There is more to good proofreading than just checking the spelling and grammar of a piece of work, you also need to look at the overall piece of work, the type of writing it is, the tone of voice, the tenses used, and all of this in the context of the piece.

Of course, how much of this your proofreading assignment requires will vary by employer, but that’s not the point here. Here are seven tips to help you brush up on your proofreading skills.

Look at the Whole Piece

Depending on the type of writing you want to look at the overall structure of the piece you are proofreading to ensure the piece is structurally sound – check for a beginning or introduction, a middle or body, an end or conclusion.

Read Slowly

Our minds have the tendency to ‘skim’, even when we are reading something for the first time, we see whole words, not individual letters; we see phrases instead of the component words. Slow your reading down and take time to look at each word.

Read Out Loud

Use two senses instead of one, read the writing out loud. Hearing the words helps you to identify words used out of place, run on sentences, incorrect use of contractions, and sometimes even simple spelling mistakes.

Zoom In

If you are doing proofreading on the computer, pretty much every application, and all current web browsers, you use will have a zoom feature to make the text on the screen larger. Even if they don’t zoom, you can always reduce the resolution of your computer monitor while you work.

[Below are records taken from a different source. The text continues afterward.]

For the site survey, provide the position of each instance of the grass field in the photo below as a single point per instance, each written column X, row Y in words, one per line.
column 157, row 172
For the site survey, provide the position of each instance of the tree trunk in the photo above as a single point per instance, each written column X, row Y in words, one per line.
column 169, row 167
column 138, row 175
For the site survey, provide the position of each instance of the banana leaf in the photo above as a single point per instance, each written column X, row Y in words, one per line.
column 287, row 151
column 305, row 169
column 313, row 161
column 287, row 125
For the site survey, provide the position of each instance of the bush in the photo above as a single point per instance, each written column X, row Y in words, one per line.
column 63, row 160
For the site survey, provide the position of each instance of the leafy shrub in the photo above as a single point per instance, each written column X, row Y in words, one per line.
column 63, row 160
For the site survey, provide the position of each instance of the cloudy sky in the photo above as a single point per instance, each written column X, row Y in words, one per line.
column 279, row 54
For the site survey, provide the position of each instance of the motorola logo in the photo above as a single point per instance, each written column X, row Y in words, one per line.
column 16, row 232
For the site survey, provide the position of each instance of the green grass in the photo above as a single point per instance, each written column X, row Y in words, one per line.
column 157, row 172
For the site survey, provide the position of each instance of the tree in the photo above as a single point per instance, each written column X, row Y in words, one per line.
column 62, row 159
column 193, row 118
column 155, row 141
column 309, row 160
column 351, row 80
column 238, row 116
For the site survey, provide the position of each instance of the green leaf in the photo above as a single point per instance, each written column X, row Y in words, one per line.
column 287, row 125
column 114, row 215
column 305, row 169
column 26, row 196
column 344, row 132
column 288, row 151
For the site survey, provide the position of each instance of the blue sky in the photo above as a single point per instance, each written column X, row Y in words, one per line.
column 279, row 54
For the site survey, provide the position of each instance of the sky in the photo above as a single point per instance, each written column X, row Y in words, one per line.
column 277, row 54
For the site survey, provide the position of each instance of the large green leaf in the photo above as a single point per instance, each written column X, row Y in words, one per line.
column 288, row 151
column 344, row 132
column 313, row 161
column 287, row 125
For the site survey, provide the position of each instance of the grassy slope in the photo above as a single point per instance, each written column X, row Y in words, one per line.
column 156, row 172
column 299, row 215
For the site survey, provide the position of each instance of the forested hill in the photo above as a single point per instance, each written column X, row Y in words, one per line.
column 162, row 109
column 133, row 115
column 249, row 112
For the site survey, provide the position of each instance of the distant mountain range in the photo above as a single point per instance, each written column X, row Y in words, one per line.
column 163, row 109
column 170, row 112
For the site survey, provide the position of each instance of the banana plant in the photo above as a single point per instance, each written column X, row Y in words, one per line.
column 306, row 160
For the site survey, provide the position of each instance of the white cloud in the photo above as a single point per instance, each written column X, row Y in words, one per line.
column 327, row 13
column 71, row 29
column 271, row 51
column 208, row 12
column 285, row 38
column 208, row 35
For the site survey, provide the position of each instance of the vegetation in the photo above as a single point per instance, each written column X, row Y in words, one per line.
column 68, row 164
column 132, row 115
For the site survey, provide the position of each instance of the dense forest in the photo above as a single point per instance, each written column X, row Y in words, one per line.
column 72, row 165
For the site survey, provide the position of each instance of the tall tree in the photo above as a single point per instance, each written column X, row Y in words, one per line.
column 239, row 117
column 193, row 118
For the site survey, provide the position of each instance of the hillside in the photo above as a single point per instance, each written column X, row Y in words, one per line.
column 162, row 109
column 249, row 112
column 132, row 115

Don’t always rely on your spell checker

Spell-checkers are great for identifying words that aren’t spelled correctly, most even check basic grammar rules too. English is a funny language, however, and it’s possible to have the wrong word in a sentence and for the checker not to see it. Use them, but don’t rely on your spell checker.

Read, Read, Read

The more you read the more familiar you will become with words and grammar. If you find yourself proofreading the same kind of material every time – scientific journals, fictional writing, technical specifications – you should try reading more of the same – become very familiar with your subject matter.

Write, Write, Write

Writing a lot is another awesome way to learn how to proofread – might sound back-to-front to some, but the more you write the more you think about the words you are using, the sentence structure, tone of voice and tenses.